Read Reclaiming My Broken Luna (Astrid and Killian) Chapter 282: To Fight for Love - the best manga of 2020

Of the Internet stories I have ever read, perhaps the most impressive one is Reclaiming My Broken Luna (Astrid and Killian). The story is too good, leaving me with many doubts. Currently, the manga has been translated to Chapter 282: To Fight for Love. Let's read the author's Reclaiming My Broken Luna (Astrid and Killian) Internet story right here.

Nova’s POV

I fold the last piece of clothing into my bag, my hands shaking with every movement.

Everything feels heavier than it should, like the weight of my decision is pressing down on me, threatening to crush me.

This room, this pack, it was my home for so long. But now, it’s become unbearable.

Every corner holds memories I wish I could forget, memories that keep me tied to a past I no longer have a place in.

Drystan.

His name alone sends a sharp pang through my chest. I close my eyes, trying to push away the thoughts of him, of what could’ve been, but it’s no use.

He’s everywhere, in everything. I can’t escape him, not while I’m here. I can’t pretend anymore. It hurts too much.
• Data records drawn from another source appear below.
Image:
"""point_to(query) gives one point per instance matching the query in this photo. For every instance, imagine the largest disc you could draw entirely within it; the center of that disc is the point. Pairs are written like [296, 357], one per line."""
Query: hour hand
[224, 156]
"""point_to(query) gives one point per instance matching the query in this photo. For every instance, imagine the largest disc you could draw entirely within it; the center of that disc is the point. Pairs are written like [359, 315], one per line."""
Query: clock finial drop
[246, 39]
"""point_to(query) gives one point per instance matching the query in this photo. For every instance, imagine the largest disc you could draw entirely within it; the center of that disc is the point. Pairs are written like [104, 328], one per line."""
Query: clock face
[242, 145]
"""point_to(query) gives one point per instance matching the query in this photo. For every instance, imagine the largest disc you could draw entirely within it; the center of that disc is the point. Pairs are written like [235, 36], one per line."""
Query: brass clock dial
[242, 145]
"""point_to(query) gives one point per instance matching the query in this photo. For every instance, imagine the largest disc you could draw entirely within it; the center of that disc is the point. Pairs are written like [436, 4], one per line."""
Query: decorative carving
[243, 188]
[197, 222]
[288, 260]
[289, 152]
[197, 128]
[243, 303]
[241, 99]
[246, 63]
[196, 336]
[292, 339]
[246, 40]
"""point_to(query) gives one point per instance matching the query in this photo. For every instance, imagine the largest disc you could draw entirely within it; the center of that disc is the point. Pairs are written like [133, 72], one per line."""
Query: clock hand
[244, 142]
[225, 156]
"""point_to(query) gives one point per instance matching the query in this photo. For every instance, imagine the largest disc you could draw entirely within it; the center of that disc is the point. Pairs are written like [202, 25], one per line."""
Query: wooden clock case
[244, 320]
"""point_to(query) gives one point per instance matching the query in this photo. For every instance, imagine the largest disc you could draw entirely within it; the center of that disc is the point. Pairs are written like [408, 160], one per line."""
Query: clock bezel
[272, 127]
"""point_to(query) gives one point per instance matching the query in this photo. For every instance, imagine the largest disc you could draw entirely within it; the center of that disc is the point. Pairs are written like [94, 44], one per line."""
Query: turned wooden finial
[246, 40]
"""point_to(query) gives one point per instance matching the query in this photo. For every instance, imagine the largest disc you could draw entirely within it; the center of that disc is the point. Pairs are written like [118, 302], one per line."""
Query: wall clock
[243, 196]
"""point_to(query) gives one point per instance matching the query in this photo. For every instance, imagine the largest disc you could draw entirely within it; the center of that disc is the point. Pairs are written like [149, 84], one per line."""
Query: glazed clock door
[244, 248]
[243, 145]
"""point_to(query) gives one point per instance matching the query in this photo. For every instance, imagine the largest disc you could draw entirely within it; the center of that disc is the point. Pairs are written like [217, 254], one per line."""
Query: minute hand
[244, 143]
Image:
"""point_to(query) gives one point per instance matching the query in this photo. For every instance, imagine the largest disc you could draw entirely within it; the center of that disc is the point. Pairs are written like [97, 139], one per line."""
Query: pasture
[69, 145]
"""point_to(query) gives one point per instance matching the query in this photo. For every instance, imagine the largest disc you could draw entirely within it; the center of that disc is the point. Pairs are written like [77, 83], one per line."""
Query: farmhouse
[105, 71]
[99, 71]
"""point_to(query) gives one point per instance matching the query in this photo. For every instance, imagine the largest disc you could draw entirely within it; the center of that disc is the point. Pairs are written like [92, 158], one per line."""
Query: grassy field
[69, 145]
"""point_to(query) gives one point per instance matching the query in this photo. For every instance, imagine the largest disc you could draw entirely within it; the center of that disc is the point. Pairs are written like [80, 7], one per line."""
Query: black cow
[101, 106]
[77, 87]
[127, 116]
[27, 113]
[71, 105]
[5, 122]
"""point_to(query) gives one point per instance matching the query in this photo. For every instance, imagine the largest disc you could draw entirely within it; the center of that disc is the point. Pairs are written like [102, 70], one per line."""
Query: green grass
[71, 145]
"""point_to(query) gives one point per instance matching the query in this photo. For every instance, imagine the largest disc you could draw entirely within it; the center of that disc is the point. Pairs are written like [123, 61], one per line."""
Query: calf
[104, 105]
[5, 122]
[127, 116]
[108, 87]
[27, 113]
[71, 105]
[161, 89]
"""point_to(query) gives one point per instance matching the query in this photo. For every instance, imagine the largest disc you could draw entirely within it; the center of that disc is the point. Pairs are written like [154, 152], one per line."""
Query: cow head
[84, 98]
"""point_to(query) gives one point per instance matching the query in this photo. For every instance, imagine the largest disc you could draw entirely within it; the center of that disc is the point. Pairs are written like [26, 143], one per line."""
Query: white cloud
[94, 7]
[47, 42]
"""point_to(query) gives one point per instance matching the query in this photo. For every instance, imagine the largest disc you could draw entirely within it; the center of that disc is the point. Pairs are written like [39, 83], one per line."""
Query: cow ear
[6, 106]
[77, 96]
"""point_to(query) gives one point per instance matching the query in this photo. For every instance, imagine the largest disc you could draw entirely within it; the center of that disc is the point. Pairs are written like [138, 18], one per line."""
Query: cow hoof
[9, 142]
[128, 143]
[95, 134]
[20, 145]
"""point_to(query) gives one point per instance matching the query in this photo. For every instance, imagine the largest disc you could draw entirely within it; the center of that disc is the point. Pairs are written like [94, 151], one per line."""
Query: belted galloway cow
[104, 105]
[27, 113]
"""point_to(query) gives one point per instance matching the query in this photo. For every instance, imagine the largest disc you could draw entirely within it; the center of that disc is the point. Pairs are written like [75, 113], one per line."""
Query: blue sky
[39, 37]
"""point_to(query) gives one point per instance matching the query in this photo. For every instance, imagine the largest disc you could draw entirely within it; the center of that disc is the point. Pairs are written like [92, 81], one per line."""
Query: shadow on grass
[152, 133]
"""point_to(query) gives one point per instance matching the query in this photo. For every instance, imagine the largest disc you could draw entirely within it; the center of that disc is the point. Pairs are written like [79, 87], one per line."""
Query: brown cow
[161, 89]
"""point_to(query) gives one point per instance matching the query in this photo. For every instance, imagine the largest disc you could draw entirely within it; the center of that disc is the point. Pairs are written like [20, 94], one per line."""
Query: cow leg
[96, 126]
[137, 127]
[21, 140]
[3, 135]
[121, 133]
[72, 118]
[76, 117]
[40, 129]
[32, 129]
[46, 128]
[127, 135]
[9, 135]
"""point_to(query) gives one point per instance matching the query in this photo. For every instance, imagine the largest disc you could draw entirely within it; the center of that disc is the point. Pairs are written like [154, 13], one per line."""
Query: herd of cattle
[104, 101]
I open my eyes, looking down at the half-packed bag. My heart feels like it’s shattering with every item I shove inside, but this is the only option. I can’t stay.
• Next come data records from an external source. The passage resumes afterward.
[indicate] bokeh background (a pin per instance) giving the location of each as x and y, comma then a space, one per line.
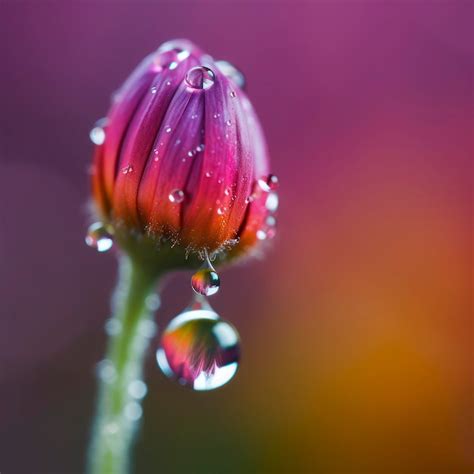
357, 329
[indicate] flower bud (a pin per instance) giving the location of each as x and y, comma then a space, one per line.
182, 155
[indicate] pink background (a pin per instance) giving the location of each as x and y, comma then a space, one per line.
357, 328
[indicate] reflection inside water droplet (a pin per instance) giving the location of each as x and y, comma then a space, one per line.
98, 238
199, 350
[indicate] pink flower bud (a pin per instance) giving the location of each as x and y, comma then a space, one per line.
182, 155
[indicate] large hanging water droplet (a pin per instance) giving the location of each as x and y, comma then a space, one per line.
98, 238
231, 72
200, 77
268, 183
206, 281
97, 134
199, 350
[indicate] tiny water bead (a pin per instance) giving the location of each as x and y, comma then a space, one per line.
199, 350
176, 196
200, 77
97, 134
206, 281
272, 202
268, 183
98, 237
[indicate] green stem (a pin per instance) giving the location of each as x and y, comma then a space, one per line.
121, 372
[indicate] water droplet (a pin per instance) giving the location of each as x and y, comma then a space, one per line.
98, 238
113, 326
268, 183
176, 196
199, 350
206, 281
271, 232
272, 202
97, 134
137, 389
200, 77
133, 411
230, 71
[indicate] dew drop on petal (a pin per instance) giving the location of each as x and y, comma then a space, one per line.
268, 183
200, 77
97, 134
98, 238
176, 196
199, 350
272, 202
206, 281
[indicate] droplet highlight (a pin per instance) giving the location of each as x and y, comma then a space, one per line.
176, 196
199, 350
268, 183
99, 238
206, 281
97, 134
200, 77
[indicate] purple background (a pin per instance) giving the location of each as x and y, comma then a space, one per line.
357, 329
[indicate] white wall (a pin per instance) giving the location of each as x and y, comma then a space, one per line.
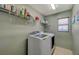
75, 31
13, 32
62, 39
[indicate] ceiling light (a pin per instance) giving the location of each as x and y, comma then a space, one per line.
53, 6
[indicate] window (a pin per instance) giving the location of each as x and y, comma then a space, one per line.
63, 24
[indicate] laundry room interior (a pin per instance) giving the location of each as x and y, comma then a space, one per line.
39, 29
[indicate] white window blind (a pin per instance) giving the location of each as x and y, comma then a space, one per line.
63, 24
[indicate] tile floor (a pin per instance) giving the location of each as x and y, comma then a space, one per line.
62, 51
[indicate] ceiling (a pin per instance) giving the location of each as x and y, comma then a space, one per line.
46, 9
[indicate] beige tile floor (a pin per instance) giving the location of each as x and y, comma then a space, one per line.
62, 51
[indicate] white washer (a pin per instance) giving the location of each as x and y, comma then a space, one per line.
38, 45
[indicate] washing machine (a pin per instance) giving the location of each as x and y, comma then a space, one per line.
39, 43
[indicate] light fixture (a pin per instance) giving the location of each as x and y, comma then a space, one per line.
53, 6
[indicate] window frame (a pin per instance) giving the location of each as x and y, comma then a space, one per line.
62, 24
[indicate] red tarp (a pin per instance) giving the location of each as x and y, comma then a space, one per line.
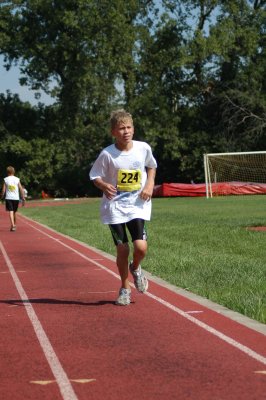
199, 189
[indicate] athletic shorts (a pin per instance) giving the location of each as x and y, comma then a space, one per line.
12, 205
136, 228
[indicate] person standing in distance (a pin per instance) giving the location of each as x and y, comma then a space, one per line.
125, 173
10, 191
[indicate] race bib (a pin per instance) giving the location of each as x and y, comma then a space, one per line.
12, 188
128, 180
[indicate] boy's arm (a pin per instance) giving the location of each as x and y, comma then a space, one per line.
3, 191
147, 191
108, 189
21, 192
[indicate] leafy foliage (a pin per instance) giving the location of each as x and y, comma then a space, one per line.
192, 72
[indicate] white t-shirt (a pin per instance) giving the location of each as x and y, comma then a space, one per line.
12, 191
125, 170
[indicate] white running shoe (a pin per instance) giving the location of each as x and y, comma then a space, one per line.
140, 281
124, 297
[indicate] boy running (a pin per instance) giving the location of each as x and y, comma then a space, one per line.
10, 191
125, 173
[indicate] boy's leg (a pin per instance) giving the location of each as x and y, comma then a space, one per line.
122, 250
139, 238
140, 248
11, 217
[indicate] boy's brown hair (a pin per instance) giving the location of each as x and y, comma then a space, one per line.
118, 116
10, 170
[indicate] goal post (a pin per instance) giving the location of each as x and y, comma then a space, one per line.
235, 173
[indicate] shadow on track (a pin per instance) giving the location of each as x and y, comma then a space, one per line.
56, 302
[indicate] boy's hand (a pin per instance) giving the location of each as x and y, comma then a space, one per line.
109, 191
146, 193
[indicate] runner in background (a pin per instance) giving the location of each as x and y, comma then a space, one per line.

Not when Drystan and Astrid have found their way back to each other. I can’t be the reason they fall apart again. I won’t be the one standing in the way of their happiness.

No matter how much it tears me apart inside.

I bite my lip, the tears threatening to spill over, but I won’t let them. Not now. I’ve cried enough over this. Over him. Over what we could’ve been.

But what’s the point of holding on to something that was never truly mine? Drystan made his choice. And I have to make mine.

Leaving is the only way I’ll survive this. I can’t keep pretending that I’m okay, that seeing him with her every day doesn’t kill me a little more each time.

He deserves happiness, and so does Astrid. I care about them both too much to stay and cause more pain. And if I’m honest with myself, I deserve a chance to move on too.

But why does it hurt so much to walk away?